In theory, it should not matter much for growth as long as someone is spending. If the government sector is taking the lead, so be it.

The real issue: public spending will boost growth only if fiscal policies are overall reflationary in nature. But this is far from being the case. Overall public spending policies have, if anything, been mildly deflationary and pro-cyclical. If high public spending on infrastructure is counter-balanced by high taxation, the overall economic impact cannot be expansionary or reflationary.

Here are some numbers: between 2013-14 and 2016-17, central taxation on petroleum products has risen by more than 150 per cent from Rs 106,090 crore to Rs 273,502 crore.

States, which were already taxing petro-goods to their limits, also boosted taxes by 23 per cent, from Rs 152,460 crore to Rs 188,618 crore, according to data available with the Petroleum Planning and Analysis Cell.

Taking central and state taxes, and other amounts transferred from the oil companies to government (like dividends or subsidies paid by the oil companies), there has been a 70 per cent rise in revenue collections from just this one sector in three years.

How can you expect investment and growth to pick up when the level of taxes collected has substantially picked up?

This is not to say that pricing petroleum products high is wrong strategy for a country that is over-dependent on imports, and usually cannot afford to raise prices steadily when global crude prices rise. The point is that higher taxation of oil products amounts to a deflationary policy.

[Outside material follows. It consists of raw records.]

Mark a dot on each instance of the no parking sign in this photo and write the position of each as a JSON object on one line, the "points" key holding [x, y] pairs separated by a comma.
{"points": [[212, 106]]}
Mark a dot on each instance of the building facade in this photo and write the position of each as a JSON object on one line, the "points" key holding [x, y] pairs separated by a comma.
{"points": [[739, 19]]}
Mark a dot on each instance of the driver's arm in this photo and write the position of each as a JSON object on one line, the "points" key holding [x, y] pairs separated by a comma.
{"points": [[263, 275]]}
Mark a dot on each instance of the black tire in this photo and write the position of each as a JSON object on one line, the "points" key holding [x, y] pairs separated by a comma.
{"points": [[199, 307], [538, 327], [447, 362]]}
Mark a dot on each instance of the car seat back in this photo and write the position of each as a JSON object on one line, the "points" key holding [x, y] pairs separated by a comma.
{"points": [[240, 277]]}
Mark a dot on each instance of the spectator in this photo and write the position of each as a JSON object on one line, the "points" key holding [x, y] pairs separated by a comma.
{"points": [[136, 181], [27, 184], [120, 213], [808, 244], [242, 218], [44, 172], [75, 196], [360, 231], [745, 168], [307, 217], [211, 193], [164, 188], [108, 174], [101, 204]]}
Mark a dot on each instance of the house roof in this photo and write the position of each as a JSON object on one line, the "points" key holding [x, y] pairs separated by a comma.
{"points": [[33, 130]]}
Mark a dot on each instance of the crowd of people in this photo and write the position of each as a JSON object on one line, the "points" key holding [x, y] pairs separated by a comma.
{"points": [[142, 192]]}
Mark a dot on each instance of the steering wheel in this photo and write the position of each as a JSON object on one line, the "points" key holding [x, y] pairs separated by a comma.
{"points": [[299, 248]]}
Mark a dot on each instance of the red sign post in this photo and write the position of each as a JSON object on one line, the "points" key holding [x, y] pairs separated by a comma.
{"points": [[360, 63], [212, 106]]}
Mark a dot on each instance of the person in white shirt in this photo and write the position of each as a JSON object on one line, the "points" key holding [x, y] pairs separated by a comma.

Then, consider another item that is potentially deflationary. The UDAY Scheme of the Power Ministry is one of the biggest reforms initiated by Power Minister Piyush Goyal. UDAY essentially transfers state electricity boards’ and distribution companies’ (discoms’) liabilities to state governments, thus making the former viable again. But as things stand, states had issued Rs 232,163 crore worth of UDAY bonds, and another Rs 269,056 crore of bonds will be issued to clear discom dues. Rs 5 lakh crore of discom bonds means a huge annual outgo in the range of Rs 35,000-40,000 crore for states in interest payments. (See the details at the wonderful UDAY portal)

This will automatically crimp their infrastructure outlays, which means cuts in spends. Add new expenses like farm loan waivers, for which the demands are politically peaking, where will states have the money to make investments in infrastructure or health?

On the other hand, while 16 states have accepted UDAY financial rejigs, 25 states have also increased power tariffs. Increases in power tariffs across India constitute another deflationary force.

Put simply, energy price trends, whether through higher taxation or rising consumer prices, are among the biggest deflationary forces now in action. The government’s own spending on infrastructure may not be doing enough to counter this.

Then we need to come to the goods and services tax (GST). Leave aside short-term blips like discounting in June to clear inventories and the adjustment period in the July-September quarter, the basic point of GST is to expand the tax base and increase collections. If that happens, higher tax collections again will have a small and short-term deflationary impact on growth.

And we haven’t even listed other deflationary forces now working their way through a slowing economy, including demonetisation and excess debt.

If we accept that a large part of fiscal policy is deflationary, it follows that India is following pro-cyclical macroeconomic policies just when growth is sluggish. We are doing the opposite of what economic theory suggests – that when growth is low, the government must spend more; and vice-versa.

An important caveat: this is not to suggest that the policy is wrong, for fiscal prudence is always going to pay off at some point. Two years down the line, as banks work off their bad loans hangover, and companies reduce their debts, and lower interest rates start kicking in, the economy will take off vertically, driven by a virtuous cycle of growing investment and consumption.

But what is clear is that our current policies are growth-neutral or even mildly deflationary in the aggregate. Hence the delayed revival of animal spirits.